Opinion

Parks board wasn’t elected to resign

The situation facing the commissioners of the South Kitsap Parks and Recreation District requires that they make decisions, which is fortunate, since making decisions is the primary duty they were elected to perform.

For the last decade or so, the people who have been commissioners and the volunteers who aided them have made great efforts to get along without imposing any tax on residents within the park district.

Sure, there was one time when the district put a couple of property tax propositions on the ballot. That was in 2001, and involved a multi-million-dollar bond issue and an accompanying large operating fund levy that would have enabled the district to build and operate a community center.

The voters disapproved that one and only request for levy support of the district, perhaps because they did not care to renew that large operating fund levy in the future and didn’t believe the community center could be self-supporting from user fees.

Among some people, a myth worthy of the name “urban legend” has arisen. They believe that park district levy proposals have repeatedly been put on the ballot and disapproved by the voters.

If memory serves correctly, not once in the past 15 years has the park district put a simple operating fund levy on the ballot to obtain the minimal taxpayer support needed to operate and maintain the park — including the cost of electing the commissioners.

It could be that we’ve forgotten all those other propositions that purportedly appeared on past ballots, or that the urban legend derives from some ballot measures that were voted down before we arrived in 1990.

If so, kind readers, please speak up and refresh our recollection.

People who are frustrated with the commissioners intend to collect signatures on a petition asking them to do something none of them were elected to do — dissolve the park district.

Now, it could be that hidden within the hearts of some of the commissioners was the desire to dissolve the district, and they did not make it known to the voters who elected them — but this is hardly believable.

Where were these petitioners when the last election was held?  Did they not notice that there was an opportunity to be elected on the promise of dissolving the park district?
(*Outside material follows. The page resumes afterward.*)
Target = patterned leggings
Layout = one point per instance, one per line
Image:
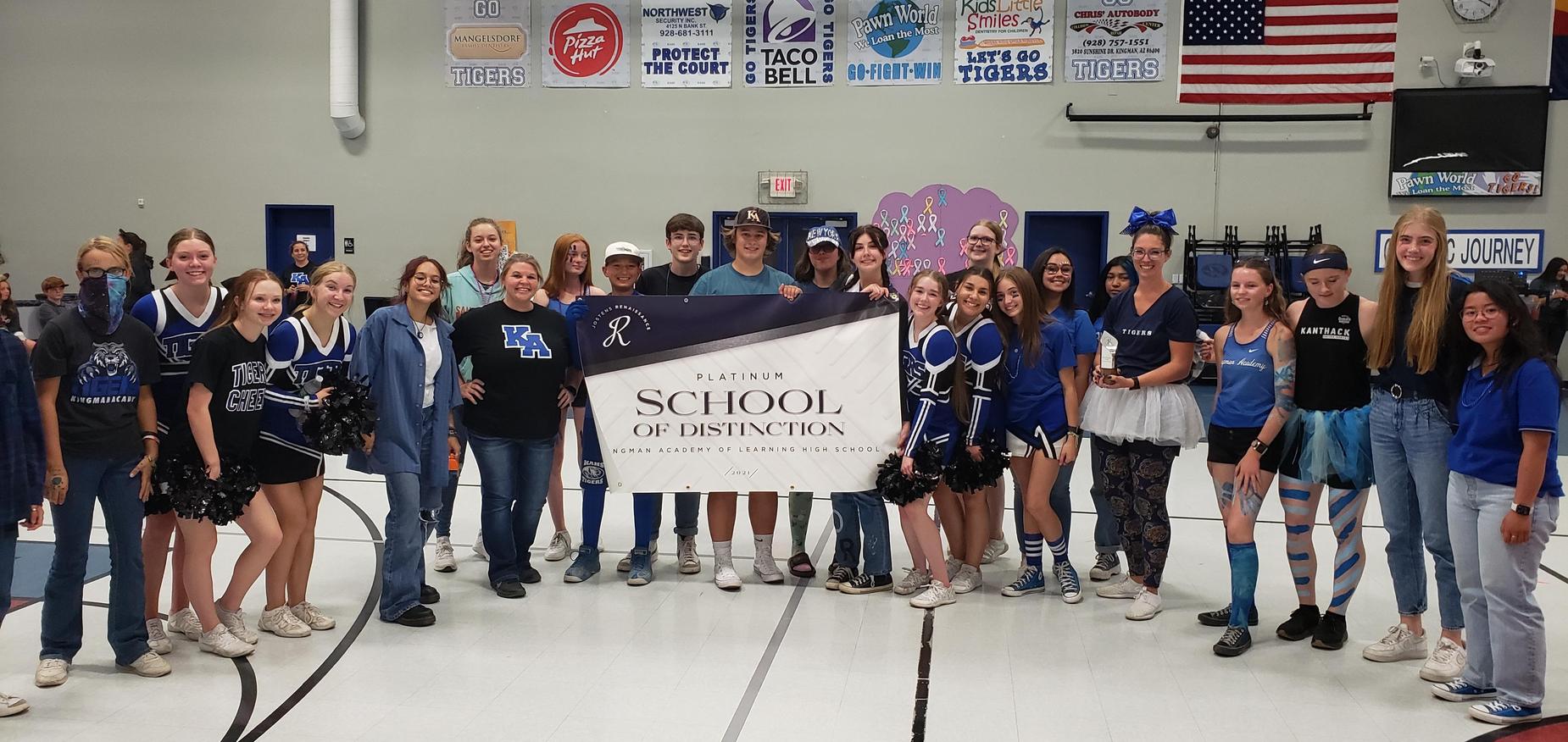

A republican form of government can be frustrating when those who are elected do not do what you want, but asking them to dissolve the governmental unit they have been elected to manage is an unusual request.

Why not gather signatures on a petition asking the commissioners to put a levy proposal on the ballot for this year’s general election that would provide the few dollars needed to maintain the district?

Absent such a petition, the commissioners seem unlikely to propose a levy.  None of them promised prior to their election to do so. Pressure from the county commissioners to do it last year did not succeed.

Perhaps the park district commissioners simply are afraid to ask residents of the district to pay the itsy-bitsy amount needed.

The district’s unavoidable operating expenses total less than $100,000 a year — perhaps far less.

Do the commissioners actually believe that taxpayers in the district care so little about having a park that they would refuse to pay for it? Or do they believe the taxpayers of the district imagine that the county would ride in with bales of cash if only the park district were dissolved?

Perhaps that’s it. The taxpayers are thought to want someone else to pay the bills, and imagine that the county’s funds come from someone else.

There is a simple way to find out. Ask the voters to approve a one-year property tax levy of a nickel per $1,000 of assessed value. 

The owner of a home valued at $200,000 would pay $10 next year to support the park district — and nothing more unless another similar levy were approved in a subsequent election. This barely noticeable tax would provide more than a quarter of a million dollars to the park district — enough to pay its outstanding debt for past election costs and to pay the unavoidable costs of maintaining the park for a while.

Do the commissioners have such a low opinion of the residents in this district that they are unwilling to try such a simple levy request just once in the entire lifetime of the park district?

The solution to the predicament facing the park district commissioners is this simple: Ask for a nickel per thousand on this year’s general election ballot. 

If the voters’ answer “no,” then the commissioners’ task will be clear:  Dissolve the park district, since the voters don’t want it.

Signatures on a petition may indicate the feelings of those who sign it, but an election is the method we use to get a decision from the voters.

Robert Meadows is a Port Orchard resident.